O novo representante da Etiópia apresentou suas credenciais ao presidente da Somália, Hassan Shaykh Mohamud, durante uma cerimônia em Mogadíscio, "marcando um momento importante nas relações entre" os dois países vizinhos, observou o Ministério das Relações Exteriores da Etiópia em sua conta na mídia social X.
Durante a reunião, Suleiman reafirmou o "compromisso" de seu país de "fortalecer os laços diplomáticos e econômicos" com Mogadíscio e "coordenar para enfrentar os desafios de segurança" na região.
De acordo com o portfólio diplomático da Etiópia, o líder somali também expressou sua "gratidão" a Adis Abeba por "seu apoio ao processo de construção da paz na Somália", ao mesmo tempo em que enfatizou "a importância de estabelecer comissões conjuntas em vários campos para promover interesses comuns e identificar prioridades entre os dois países irmãos".
Por sua vez, a Presidência da Somália confirmou suas boas-vindas ao novo representante etíope com uma mensagem na mesma plataforma, em uma cerimônia na qual também recebeu as credenciais dos embaixadores de Gana, Costa do Marfim, México, Venezuela, Coreia do Sul, Mauritânia e Iraque.
A nomeação está alinhada com o compromisso firmado entre os dois lados em dezembro de 2024 de iniciar conversas para resolver suas disputas, que giram principalmente em torno das demandas da Etiópia por acesso ao Mar Vermelho.
Em abril de 2024, as autoridades somalis expulsaram o então embaixador da Etiópia, Muktar Mohamed Ware, e retiraram seu representante em Adis Abeba, em meio a tensões crescentes sobre a assinatura, em janeiro daquele ano, de um memorando de entendimento com a região autônoma da Somalilândia, no qual a Etiópia se comprometeu a reconhecer sua independência em troca de acesso naval e comercial por um período de 50 anos.

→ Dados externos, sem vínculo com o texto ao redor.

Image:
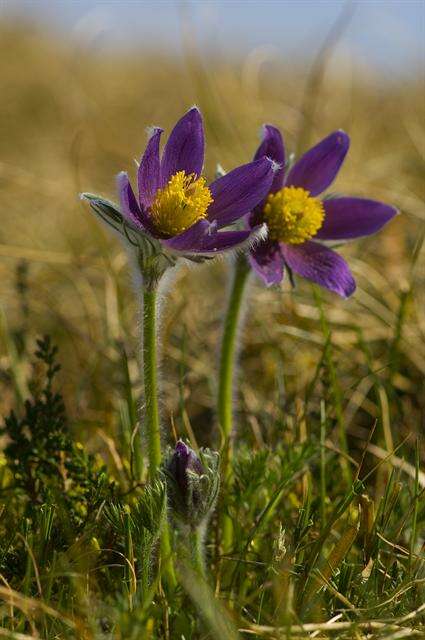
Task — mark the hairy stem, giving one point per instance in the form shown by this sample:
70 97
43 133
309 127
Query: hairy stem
150 374
197 536
228 356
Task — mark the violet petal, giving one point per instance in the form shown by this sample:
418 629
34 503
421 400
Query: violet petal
191 239
267 261
240 190
272 147
320 265
149 174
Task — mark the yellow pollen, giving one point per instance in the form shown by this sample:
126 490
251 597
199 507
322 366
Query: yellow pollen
181 203
292 215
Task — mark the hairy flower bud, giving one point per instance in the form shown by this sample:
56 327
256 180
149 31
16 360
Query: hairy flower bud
193 483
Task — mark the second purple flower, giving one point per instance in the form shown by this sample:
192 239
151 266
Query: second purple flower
296 217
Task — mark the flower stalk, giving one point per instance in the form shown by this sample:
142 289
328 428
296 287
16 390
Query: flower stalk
228 355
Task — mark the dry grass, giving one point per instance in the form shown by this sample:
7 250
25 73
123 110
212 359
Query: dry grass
71 119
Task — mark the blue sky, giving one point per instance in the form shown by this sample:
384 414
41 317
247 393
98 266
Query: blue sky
386 34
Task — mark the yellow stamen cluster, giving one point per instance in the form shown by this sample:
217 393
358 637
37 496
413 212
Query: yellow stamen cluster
292 215
181 203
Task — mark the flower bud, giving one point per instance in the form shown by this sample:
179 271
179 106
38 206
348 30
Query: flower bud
192 482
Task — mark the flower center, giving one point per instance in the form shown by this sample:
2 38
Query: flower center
292 215
181 203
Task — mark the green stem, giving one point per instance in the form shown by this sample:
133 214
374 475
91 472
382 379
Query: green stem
152 420
197 535
228 356
150 373
228 348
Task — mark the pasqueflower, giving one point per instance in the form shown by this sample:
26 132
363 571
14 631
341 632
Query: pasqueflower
297 218
175 205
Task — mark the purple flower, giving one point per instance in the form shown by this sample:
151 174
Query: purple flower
176 207
294 214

A Etiópia perdeu o acesso direto ao mar em 1993, quando a Eritreia conquistou a independência após três décadas de conflito. Sua principal rota comercial agora passa por estradas e uma ferrovia que liga Adis Abeba a um porto em Djibuti, um dos cinco vizinhos costeiros que incluem Somália, Eritreia, Sudão e Quênia.